A January 2010 dispatch from US Ambassador to Afghanistan Karl Eikenberry published this year by WikiLeaks was sceptical of the reintegration programme.

After lavishing praised on Stanekzai as ‘a talented individual and open interlocutor,’ Eikenberry cautioned that ‘much work (is) needed to (be) carried out, including development of a communications strategy, engagement with clerical leaders and a plan for engagement with the government of Pakistan.’

Eikenberry also warned that the money associated with reintegration risked ‘creating perverse incentives, short-changing individuals and communities that have not fed the insurgency.’ He also highlighted the ‘potential for a lack of coordination with other governance and development initiatives targeting the same areas.’

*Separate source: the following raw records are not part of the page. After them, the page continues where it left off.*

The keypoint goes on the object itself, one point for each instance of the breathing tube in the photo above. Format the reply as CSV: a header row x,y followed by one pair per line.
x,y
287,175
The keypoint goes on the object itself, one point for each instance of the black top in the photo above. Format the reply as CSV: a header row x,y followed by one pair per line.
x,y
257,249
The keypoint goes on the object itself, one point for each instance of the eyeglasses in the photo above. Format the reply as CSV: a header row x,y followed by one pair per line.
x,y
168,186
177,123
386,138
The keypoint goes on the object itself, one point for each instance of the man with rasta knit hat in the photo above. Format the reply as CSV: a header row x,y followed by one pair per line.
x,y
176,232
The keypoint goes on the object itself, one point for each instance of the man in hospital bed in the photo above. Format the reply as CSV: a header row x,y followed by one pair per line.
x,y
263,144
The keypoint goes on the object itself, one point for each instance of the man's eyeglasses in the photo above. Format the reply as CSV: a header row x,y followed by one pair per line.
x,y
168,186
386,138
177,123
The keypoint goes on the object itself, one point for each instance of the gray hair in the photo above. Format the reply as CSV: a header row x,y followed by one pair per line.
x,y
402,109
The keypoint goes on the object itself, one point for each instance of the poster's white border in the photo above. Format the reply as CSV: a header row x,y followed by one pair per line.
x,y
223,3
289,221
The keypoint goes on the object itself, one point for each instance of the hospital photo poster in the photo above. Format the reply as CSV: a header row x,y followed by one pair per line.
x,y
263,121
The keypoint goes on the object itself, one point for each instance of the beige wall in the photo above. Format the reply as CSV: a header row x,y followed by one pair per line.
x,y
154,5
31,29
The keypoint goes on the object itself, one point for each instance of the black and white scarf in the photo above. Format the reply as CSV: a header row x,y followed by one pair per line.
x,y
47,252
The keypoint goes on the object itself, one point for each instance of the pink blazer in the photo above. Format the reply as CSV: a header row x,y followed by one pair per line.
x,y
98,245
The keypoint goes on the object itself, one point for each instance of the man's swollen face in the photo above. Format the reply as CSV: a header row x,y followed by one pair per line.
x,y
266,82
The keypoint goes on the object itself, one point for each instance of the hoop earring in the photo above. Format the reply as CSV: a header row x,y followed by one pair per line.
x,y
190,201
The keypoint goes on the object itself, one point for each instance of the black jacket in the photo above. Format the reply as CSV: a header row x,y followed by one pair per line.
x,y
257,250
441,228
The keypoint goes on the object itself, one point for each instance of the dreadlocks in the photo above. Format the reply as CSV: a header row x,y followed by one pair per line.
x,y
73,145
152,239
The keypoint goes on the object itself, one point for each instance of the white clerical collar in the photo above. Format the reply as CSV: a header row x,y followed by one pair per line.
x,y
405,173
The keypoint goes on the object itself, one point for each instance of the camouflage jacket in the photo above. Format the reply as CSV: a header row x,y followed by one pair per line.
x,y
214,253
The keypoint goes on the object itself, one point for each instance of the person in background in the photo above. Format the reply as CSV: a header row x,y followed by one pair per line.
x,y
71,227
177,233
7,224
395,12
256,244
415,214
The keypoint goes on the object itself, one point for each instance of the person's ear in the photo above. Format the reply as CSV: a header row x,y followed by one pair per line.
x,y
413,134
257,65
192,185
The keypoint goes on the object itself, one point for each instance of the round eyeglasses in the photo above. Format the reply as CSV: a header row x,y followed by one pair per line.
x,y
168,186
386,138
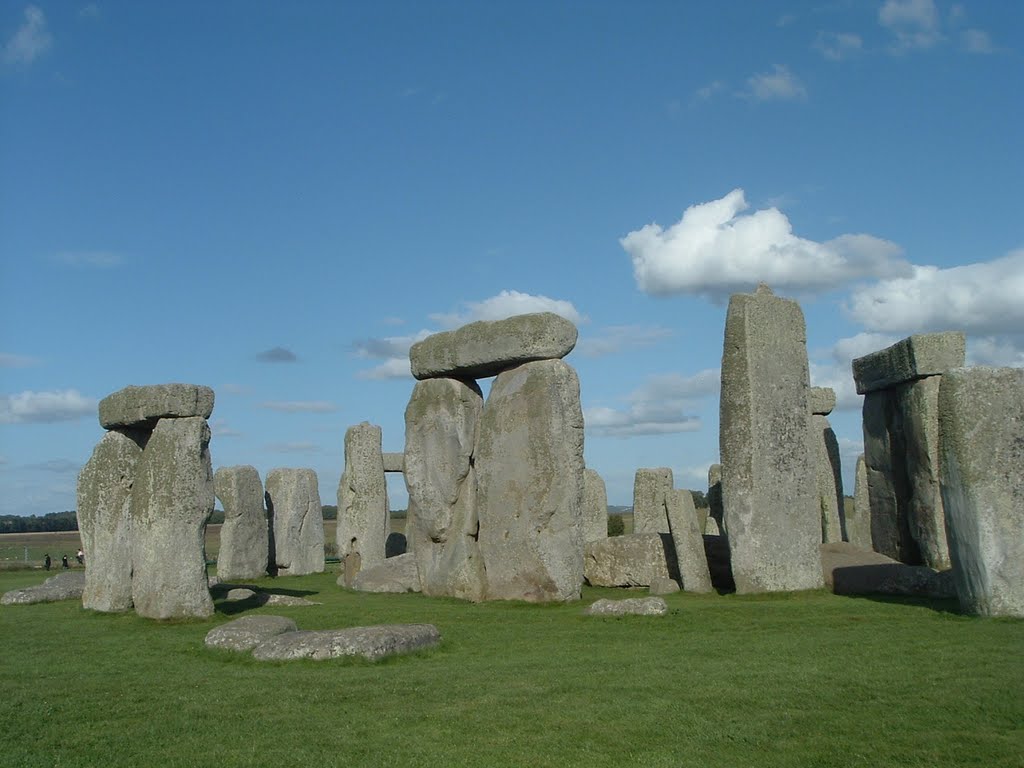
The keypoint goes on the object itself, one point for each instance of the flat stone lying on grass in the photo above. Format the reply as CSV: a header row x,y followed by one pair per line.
x,y
60,587
370,642
248,632
639,606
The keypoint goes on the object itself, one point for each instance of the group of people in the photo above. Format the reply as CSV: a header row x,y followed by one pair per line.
x,y
64,559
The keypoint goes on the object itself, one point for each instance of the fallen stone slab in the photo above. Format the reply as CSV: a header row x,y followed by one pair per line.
x,y
395,574
370,642
487,347
141,407
248,632
638,606
60,587
913,357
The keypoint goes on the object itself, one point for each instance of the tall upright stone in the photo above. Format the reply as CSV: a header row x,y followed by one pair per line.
x,y
441,423
595,507
364,521
688,542
244,536
981,423
649,489
172,499
900,385
529,470
293,504
772,514
104,519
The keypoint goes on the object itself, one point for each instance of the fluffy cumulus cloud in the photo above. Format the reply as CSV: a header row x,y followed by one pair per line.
x,y
30,41
45,408
980,298
659,407
715,251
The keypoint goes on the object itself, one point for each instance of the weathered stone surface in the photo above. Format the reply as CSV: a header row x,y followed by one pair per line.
x,y
637,606
981,420
370,642
529,473
858,520
633,560
441,424
487,347
245,536
772,515
67,586
394,462
660,586
913,357
104,519
595,507
828,478
293,506
649,489
172,499
849,570
364,522
394,574
820,400
687,540
141,407
248,632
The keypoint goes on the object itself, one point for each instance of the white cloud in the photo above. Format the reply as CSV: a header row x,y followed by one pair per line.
x,y
657,408
980,298
614,338
913,24
838,46
777,85
30,41
714,251
300,407
45,408
507,304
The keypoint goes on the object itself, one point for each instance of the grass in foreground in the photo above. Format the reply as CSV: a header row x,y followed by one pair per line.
x,y
786,680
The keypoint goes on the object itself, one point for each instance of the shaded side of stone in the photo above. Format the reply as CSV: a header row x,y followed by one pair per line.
x,y
172,499
441,425
529,471
293,504
244,536
981,423
772,515
104,491
487,347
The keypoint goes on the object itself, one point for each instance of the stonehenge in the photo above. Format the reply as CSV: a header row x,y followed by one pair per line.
x,y
143,501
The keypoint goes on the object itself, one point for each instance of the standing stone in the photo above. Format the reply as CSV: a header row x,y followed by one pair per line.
x,y
772,515
858,524
172,499
529,471
595,507
104,519
441,423
688,542
981,422
244,537
364,521
649,489
293,504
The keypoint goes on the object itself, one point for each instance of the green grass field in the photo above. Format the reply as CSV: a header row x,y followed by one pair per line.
x,y
785,680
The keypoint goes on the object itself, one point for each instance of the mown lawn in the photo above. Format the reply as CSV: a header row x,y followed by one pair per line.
x,y
788,680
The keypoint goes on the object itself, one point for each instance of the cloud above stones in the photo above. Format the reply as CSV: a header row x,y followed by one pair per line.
x,y
659,407
30,41
716,250
45,408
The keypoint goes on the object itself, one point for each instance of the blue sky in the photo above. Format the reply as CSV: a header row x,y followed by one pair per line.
x,y
275,199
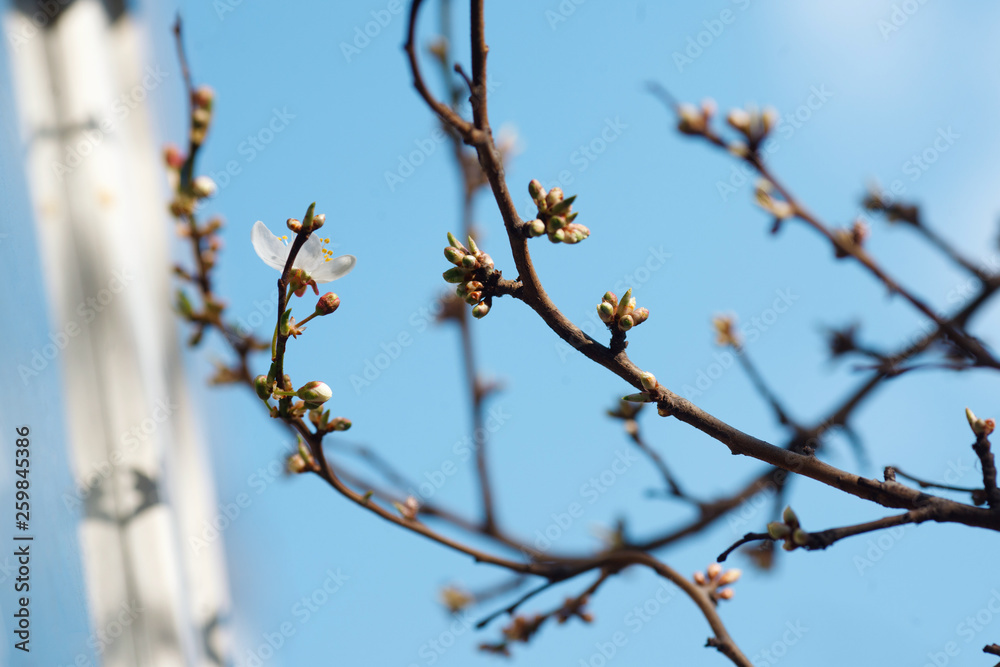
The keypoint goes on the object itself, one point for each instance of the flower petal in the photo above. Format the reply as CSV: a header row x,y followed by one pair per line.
x,y
338,267
310,256
268,246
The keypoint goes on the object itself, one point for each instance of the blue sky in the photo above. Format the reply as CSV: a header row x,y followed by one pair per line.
x,y
299,118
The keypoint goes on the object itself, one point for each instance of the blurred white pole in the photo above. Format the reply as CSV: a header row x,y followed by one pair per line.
x,y
143,479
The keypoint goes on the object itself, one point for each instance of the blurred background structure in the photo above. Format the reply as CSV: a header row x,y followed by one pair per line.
x,y
229,557
140,478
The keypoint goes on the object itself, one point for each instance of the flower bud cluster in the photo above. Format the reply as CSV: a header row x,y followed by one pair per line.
x,y
695,120
713,580
850,240
470,264
753,124
981,427
765,196
623,314
789,530
555,217
324,424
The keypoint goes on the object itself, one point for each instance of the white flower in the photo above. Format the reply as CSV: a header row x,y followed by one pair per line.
x,y
313,258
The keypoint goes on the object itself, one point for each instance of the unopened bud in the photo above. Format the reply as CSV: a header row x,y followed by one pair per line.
x,y
648,381
327,303
339,424
262,387
739,119
778,530
606,312
456,275
173,157
314,393
203,97
536,191
473,248
788,516
623,305
480,310
729,576
295,464
553,197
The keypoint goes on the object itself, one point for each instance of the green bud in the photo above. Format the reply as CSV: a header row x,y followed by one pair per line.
x,y
563,206
184,304
327,303
285,318
308,220
262,387
314,393
339,424
536,191
455,275
788,516
623,304
778,530
648,381
480,310
606,312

The latter risk helps explain why, by March 2011, the reintegration process has apparently achieved virtually nothing. There have been no reports of insurgents laying down their arms in meaningful numbers. In Logar, a key agricultural province just south of Kabul and a major base for insurgent attacks on the capital, one US Army officer specializing in ‘information operations’—that is, propaganda and other persuasion techniques—was aware of just a single reintegrated insurgent.

US Army Lt. Col. William Chlebowski, commanding forces in part of Logar, also knew of just one attempt at reintegration—and an unsuccessful one, at that. ‘We had a bad dude,’ Chlebowski recalls. ‘The shura (local council) said he swore he wouldn’t do bad things.’

The shura’s claim seemed dubious, Chlebowski says. All the same, he and his men ‘just wanted to see if it would work.’ The Americans were prepared to receive the former insurgent according to the guidelines outlined in the ISAF handout. Proscribed steps include: interviewing the former combatant, registering him in a nationwide database, and helping connect him with the Afghan officials who will oversee his transition back to peaceful life.

But all that preparation was for nothing. ‘The shura never brought him in,’ Chlebowski admits.

The information-operations officer suggested one explanation for the lack of reintegration—and it’s identical to one of the concerns Eikenberry raised in his dispatch. While Stanekzai is apparently serious about the reintegration programme, his personal commitment hasn’t translated into the broad range of complex processes necessary to make reintegration actually work.